EUS with the miniature probe set at 20 MHz has been widely used for scanning superficial gastrointestinal tumors. It is likely, therefore, that EUS will be useful for predicting submucosal fibrosis in superficial colonic lesions such as LST before ESD. However, it was difficult to obtain clear and analyzable scanned images by preoperative EUS at 20 MHz owing to the deep echo attenuation of tall or protruding lesions. The accuracy of diagnosing submucosal fibrosis of tall lesions was low at our facility (data not shown). The reliability of diagnostic images of the submucosal layer of tall lesions without marked echo attenuation may be increased in the future by performing preoperative EUS using a radial echoendoscope (such as GF-UE260 or UM2000).

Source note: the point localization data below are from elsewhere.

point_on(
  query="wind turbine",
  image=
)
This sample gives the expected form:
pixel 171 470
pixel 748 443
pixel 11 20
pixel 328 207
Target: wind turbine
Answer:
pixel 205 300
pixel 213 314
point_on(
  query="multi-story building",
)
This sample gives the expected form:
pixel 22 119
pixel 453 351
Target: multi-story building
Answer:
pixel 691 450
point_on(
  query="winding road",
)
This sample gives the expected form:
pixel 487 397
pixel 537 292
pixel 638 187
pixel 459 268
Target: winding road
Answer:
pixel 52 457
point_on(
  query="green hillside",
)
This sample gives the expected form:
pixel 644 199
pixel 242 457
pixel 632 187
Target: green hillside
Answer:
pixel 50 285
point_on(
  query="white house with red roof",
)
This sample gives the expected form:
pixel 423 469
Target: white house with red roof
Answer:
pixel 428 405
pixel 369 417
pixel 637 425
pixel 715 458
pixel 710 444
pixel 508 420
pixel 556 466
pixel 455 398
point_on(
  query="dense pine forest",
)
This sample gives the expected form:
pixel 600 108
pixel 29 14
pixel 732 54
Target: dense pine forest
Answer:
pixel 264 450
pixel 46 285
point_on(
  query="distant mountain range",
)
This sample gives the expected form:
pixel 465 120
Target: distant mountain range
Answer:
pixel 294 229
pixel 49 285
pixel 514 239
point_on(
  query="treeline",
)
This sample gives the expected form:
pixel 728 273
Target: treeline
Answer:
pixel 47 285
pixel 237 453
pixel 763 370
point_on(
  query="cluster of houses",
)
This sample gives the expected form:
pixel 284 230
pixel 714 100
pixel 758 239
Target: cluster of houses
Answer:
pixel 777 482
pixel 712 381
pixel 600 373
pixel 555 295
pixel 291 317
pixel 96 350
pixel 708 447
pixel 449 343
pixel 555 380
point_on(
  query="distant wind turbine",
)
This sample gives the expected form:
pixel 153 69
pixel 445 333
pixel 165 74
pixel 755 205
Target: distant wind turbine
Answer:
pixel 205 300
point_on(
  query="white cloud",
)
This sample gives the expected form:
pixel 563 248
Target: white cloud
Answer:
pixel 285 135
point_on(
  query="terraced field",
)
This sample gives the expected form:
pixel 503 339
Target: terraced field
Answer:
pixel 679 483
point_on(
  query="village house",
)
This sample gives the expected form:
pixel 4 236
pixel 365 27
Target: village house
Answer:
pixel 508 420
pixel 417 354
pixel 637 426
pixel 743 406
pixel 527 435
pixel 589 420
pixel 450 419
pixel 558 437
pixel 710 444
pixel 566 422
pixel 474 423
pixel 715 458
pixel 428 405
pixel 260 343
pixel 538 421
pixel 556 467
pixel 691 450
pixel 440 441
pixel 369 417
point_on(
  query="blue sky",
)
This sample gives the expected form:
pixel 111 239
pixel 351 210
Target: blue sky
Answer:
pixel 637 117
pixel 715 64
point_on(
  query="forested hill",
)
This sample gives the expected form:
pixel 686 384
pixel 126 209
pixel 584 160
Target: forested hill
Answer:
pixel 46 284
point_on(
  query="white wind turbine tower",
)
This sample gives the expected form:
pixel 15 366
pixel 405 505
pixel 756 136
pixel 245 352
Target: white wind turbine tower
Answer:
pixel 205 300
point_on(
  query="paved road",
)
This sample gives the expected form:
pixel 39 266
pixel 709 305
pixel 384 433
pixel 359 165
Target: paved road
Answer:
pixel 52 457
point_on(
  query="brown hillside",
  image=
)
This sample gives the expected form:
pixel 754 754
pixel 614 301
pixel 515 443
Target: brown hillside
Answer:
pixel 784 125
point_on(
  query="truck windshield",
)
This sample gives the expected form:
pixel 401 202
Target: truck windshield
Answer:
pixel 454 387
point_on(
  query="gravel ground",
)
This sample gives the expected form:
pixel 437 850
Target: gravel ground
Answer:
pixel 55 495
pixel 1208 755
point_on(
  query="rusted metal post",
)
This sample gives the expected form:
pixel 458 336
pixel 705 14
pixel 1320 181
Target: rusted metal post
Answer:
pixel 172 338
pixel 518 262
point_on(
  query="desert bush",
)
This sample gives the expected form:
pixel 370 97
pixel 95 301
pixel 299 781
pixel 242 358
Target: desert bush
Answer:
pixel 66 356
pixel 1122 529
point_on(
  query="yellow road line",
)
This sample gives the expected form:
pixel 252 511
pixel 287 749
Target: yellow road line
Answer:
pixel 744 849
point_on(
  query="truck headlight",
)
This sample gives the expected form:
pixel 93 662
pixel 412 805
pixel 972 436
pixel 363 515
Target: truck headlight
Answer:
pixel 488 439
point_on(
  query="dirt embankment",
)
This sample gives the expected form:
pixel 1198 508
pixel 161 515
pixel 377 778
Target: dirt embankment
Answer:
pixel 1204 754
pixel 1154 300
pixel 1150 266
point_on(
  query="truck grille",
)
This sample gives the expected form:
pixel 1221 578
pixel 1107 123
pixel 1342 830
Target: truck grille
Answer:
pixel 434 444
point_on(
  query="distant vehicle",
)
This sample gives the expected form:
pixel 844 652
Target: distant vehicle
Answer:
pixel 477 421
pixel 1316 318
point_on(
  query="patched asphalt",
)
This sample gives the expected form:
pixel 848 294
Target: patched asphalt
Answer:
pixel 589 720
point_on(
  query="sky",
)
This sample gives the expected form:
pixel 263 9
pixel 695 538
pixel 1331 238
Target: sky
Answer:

Although EUS is a feasible method for assessing the degree of submucosal fibrosis of LSTs before colorectal ESD, this study has an important limitation. This was a retrospective, single-center study, with the gold standard being fibrosis assessed by ESD results, not by pathological findings. We should conduct a prospective, multi-center study to assess submucosal fibrosis before colorectal ESD in the near future.

In conclusion, EUS can predict the degree of submucosal fibrosis of CRC lesions before colorectal ESD, and may allow clinicians to stratify patients based on the technical difficulty anticipated for their ESD procedure.